Baton Rouge, LA – The Baton Rouge Area Foundation today announced that Aaliyah Bilal’s TEMPLE FOLK is the winner of the 17th annual Ernest J. Gaines Award for Literary Excellence. This prestigious award, presented to an emerging African American fiction writer, celebrates the enduring legacy of the late Ernest Gaines, whose narratives eloquently capture the voices of African Americans in rural settings. A national panel of literary judges chose Bilal’s work from among 30 submissions, recognizing her exceptional talent in storytelling.   Aaliyah Bilal will be honored with a $15,000 prize to further her literary pursuits during a special ceremony at 6 p.m. on October 23, 2024, at the Manship Theatre in the Shaw Center for the Arts, Baton Rouge. 

“It is an honor to have my first effort, TEMPLE FOLK, chosen for the Ernest J. Gaines Award for Literary Excellence,” said Bilal. “I am especially proud to be associated through this award with the legacy of Mr. Gaines, as his oeuvre informs my ambition to tell timeless stories in plain spoken, elegant prose. Mr. Gaines teaches us how to do this sacred work with grace, grit, and love.”   

TEMPLE FOLK portrays the lived experiences of Black Muslims grappling with faith, family, and freedom in America. Through her narrative, Bilal offers a poignant look at the discrepancies between personal beliefs and actions. TEMPLE FOLK presents humanity’s moral failures with compassion, nuance, and humor to remind us that while perfection is what many of us strive for, it is errors that make us human. Born in Prince George’s County, Maryland, Bilal cultivated her writing skills at Oberlin College and the University of London’s School of Oriental and African Studies. Her stories and essays have appeared in publications like The Michigan Quarterly Review and The Rumpus. TEMPLE FOLK is her first short story collection.  

Previous winners of the Ernest J. Gaines Award include Mother Country by Jacinda Townsend; The Sweetness of Water by Nathan Harris; Everywhere You Don’t Belong by Gabriel Bump; Lot by Bryan Washington; A Lucky Man by Jamel Brinkley; The Talented Ribkins by Ladee Hubbard; Birds of Opulence by Crystal Wilkinson; Welcome to Braggsville by T. Geronimo Johnson; The Residue Years by Mitchell S. Jackson; The Cutting Season by Attica Locke; We Are Only Taking What We Need by Stephanie Powell Watts; How to Read the Air by Dinaw Mengestu; Big Machine by Victor Lavalle; Stellar Places by Jeffery Reynard Allen; Like Trees, Walking by Ravi Howard and; A Killing in This Town by Olympia Vernon.

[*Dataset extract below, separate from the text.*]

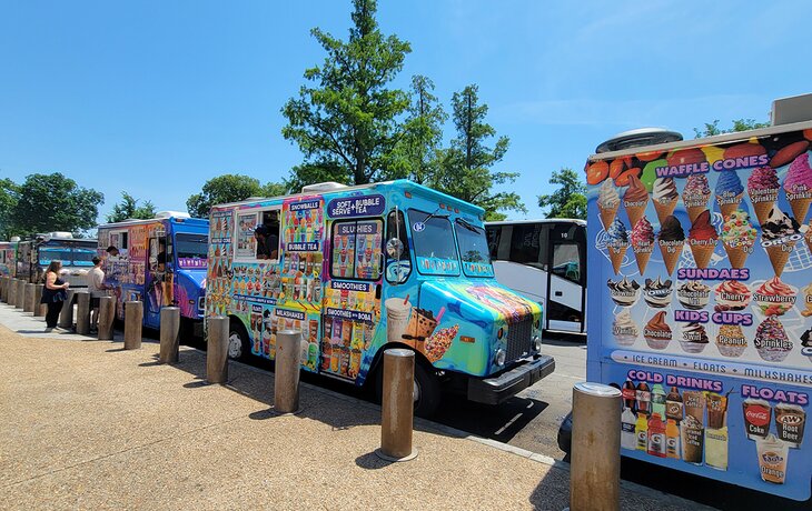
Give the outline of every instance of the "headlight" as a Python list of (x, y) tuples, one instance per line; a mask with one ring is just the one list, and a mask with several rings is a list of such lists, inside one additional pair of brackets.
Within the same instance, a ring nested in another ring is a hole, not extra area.
[(505, 364), (505, 357), (507, 357), (507, 353), (505, 353), (505, 350), (497, 350), (496, 357), (494, 358), (494, 361), (496, 362), (496, 365), (504, 365)]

Find out more at   The application period for the 18th annual Gaines Award is now open. Please find details available at  

About Ernest Gaines: Literary legend Ernest J. Gaines was a native of Oscar in Louisiana’s Pointe Coupee Parish which served as the setting for many of his novels. During his lifetime, Gaines received a National Medal of Arts Award (2013), a MacArthur Foundation’s Genius Grant, and the National Humanities Medal among numerous others. He was a member of the French Ordre des Arts et des Lettres. His critically acclaimed novel The Autobiography of Miss Jane Pittman was adapted into a made-for-TV movie that won nine Emmy awards. His 1993 novel A Lesson Before Dying won the National Book Critics Circle Award for fiction.  

About the Baton Rouge Area Foundation: Among the largest community foundations in the country, the Baton Rouge Area Foundation seeks to improve the quality of life in greater Baton Rouge and across south Louisiana.     The Foundation pursues its mission by serving donors to build the assets that drive initiatives and solutions, supporting local nonprofits to ensure overall impact and sustainability, engaging community leaders to develop appropriate responses to emerging opportunities and challenges, and by partnering with others to leverage collective resources and create the capacity to be a stimulus of positive regional change.